Marega manteve o nulo num clássico com duas faces

Benfica entrou melhor, mas beneficiou da falta de pontaria do maliano do FC Porto, num clássico com mais pimenta do que futebol.

O clássico do Dragão começou a ser jogado no meio-campo do FC Porto e acabou instalado sobre a baliza do Benfica, sem que nenhuma das equipas fosse capaz de materializar os respetivos períodos de domínio e evitar que o resultado chegasse ao fim da mesma forma como começou: um 0-0 que beneficiou apenas o Sporting, que assim igualou o dragão no topo da tabela.

No primeiro duelo no relvado entre ambos desde o clima de guerra aberta instalado com o eclodir do caso dos e-mails, FC Porto e Benfica lutaram mais do que jogaram num clássico que terminou com os nervos à flor da pele, com sururus dentro e fora das quatro linhas - um adepto portista até entrou no relvado para atingir alguém do banco encarnado - e as águias a chegarem ao final com apenas dez, após expulsão de Zivkovic, que conseguiu ver dois amarelos disparatados nos pouco mais de cinco minutos que esteve em campo.

Objetivamente, a maior fatia de responsabilidade pelo 0-0 final tem de ser atribuída ao portista Marega, que desperdiçou as três mais claras oportunidades de golo da partida, todas na segunda metade e a última delas já em período de compensação, quando conseguiu cabecear por cima da trave, junto à linha da pequena área, com a baliza à mercê após bom centro de Otávio.

O jogo acabou com o FC Porto em pressão sobre a área encarnada, depois de uma segunda parte em que esteve quase sempre por cima, mas o Benfica conseguiu sair vivo de um clássico em que entrou de forma bem personalizada.

Benfica primeiro, FC Porto depois

Surpreendentemente, dado o que tem sido o desempenho das duas equipas nesta temporada, o Benfica entrou no Dragão com capacidade para pegar no jogo, controlar a bola, guardá-la para si e impor o ritmo que mais lhe interessava.

Rui Vitória manteve a confiança em Varela na baliza e manteve também o recente 4x3x3 que tem sido a resposta do técnico às debilidades que o Benfica passeou nos relvados nestes primeiros meses.
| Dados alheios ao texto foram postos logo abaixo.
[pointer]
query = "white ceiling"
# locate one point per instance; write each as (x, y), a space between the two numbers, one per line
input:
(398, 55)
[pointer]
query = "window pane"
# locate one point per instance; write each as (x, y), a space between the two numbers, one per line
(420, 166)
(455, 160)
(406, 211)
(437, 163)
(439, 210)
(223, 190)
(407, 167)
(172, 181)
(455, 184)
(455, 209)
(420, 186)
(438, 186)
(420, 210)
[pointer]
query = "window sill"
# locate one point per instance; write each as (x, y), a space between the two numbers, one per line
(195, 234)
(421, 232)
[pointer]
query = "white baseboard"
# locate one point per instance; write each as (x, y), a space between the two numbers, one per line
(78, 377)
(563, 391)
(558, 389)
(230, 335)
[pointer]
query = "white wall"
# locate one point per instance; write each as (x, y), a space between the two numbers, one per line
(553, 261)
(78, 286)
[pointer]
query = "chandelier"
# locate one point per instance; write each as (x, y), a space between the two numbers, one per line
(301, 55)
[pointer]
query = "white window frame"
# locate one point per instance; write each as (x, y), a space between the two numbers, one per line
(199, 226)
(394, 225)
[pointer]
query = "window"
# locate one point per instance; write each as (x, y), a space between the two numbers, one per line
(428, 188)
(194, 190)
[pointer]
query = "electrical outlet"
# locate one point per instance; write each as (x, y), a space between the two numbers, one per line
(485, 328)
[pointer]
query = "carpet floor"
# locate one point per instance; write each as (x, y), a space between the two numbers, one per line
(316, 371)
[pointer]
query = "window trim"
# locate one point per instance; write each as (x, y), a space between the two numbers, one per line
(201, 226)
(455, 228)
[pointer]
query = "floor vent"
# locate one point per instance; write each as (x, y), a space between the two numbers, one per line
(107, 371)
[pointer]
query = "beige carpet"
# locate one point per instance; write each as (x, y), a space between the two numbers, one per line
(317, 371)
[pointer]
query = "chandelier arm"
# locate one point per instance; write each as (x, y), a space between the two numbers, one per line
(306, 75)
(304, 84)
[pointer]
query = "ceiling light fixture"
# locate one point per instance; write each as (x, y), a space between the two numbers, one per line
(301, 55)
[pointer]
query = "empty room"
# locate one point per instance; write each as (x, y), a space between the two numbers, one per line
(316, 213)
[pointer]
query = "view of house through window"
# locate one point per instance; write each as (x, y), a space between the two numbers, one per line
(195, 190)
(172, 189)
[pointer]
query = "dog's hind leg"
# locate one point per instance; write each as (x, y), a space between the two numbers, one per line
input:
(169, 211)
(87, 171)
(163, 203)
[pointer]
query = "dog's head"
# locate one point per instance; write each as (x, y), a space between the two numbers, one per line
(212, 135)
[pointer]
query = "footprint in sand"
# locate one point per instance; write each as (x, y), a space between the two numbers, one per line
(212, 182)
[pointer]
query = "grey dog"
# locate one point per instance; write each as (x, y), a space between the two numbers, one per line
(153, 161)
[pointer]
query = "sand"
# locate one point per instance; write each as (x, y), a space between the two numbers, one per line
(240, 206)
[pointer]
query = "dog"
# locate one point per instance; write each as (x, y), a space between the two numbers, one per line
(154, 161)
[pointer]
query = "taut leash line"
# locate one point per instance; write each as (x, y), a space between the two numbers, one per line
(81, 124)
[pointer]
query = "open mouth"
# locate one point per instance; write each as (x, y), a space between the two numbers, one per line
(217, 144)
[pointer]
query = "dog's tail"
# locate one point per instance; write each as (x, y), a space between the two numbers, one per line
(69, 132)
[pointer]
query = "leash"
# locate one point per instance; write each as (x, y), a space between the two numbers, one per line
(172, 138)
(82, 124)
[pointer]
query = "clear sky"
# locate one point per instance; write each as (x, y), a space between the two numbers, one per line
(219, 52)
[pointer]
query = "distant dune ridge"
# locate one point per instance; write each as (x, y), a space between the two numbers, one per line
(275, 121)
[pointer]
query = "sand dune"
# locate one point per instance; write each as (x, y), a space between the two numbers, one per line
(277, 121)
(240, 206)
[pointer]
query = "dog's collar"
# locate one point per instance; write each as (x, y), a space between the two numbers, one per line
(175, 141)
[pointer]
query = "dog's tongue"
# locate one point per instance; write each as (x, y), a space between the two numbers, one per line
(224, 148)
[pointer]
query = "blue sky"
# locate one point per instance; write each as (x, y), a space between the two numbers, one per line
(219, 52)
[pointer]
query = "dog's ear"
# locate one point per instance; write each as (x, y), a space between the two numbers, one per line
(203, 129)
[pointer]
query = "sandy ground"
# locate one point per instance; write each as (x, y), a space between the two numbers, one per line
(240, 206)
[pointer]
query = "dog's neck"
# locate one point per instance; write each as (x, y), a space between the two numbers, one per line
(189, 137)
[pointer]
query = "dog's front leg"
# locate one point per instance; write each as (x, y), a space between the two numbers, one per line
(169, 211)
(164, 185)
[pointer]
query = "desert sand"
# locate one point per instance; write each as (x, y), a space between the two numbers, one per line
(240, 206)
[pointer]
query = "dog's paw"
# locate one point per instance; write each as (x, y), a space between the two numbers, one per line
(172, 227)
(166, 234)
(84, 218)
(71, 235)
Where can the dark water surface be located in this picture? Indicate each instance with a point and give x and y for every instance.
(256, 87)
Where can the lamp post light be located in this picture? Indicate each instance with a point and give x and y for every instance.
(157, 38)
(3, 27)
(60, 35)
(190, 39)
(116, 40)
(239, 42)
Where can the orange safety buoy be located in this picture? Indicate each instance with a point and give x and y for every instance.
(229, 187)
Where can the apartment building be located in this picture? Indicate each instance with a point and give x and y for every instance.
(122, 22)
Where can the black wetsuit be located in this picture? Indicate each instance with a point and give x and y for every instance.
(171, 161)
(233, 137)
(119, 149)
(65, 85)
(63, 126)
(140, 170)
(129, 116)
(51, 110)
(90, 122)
Ou seja, com a nova tríade do meio-campo (Krovinovic a juntar esforços com Pizzi e Fejsa) e com Jonas isolado no centro do ataque. E a verdade é que uma eficiente ocupação dos espaços centrais permitiu ao Benfica entrar melhor no Dragão, impondo-se a um FC Porto estranhamente sem bola e remetido a missão defensiva.

Na equipa portista, Sérgio Conceição também não reservou surpresas para o onze, repetindo a aposta em Sérgio Oliveira para o meio-campo, uma espécie de joker para os jogos top da época - como acontecera em Alvalade e no Mónaco, por exemplo. Mas o FC Porto entrou sem o punch que tem mostrado na temporada, surpreendido por uma pressão eficaz do Benfica logo à saída da sua posse de bola, e demorou a acertar o passo.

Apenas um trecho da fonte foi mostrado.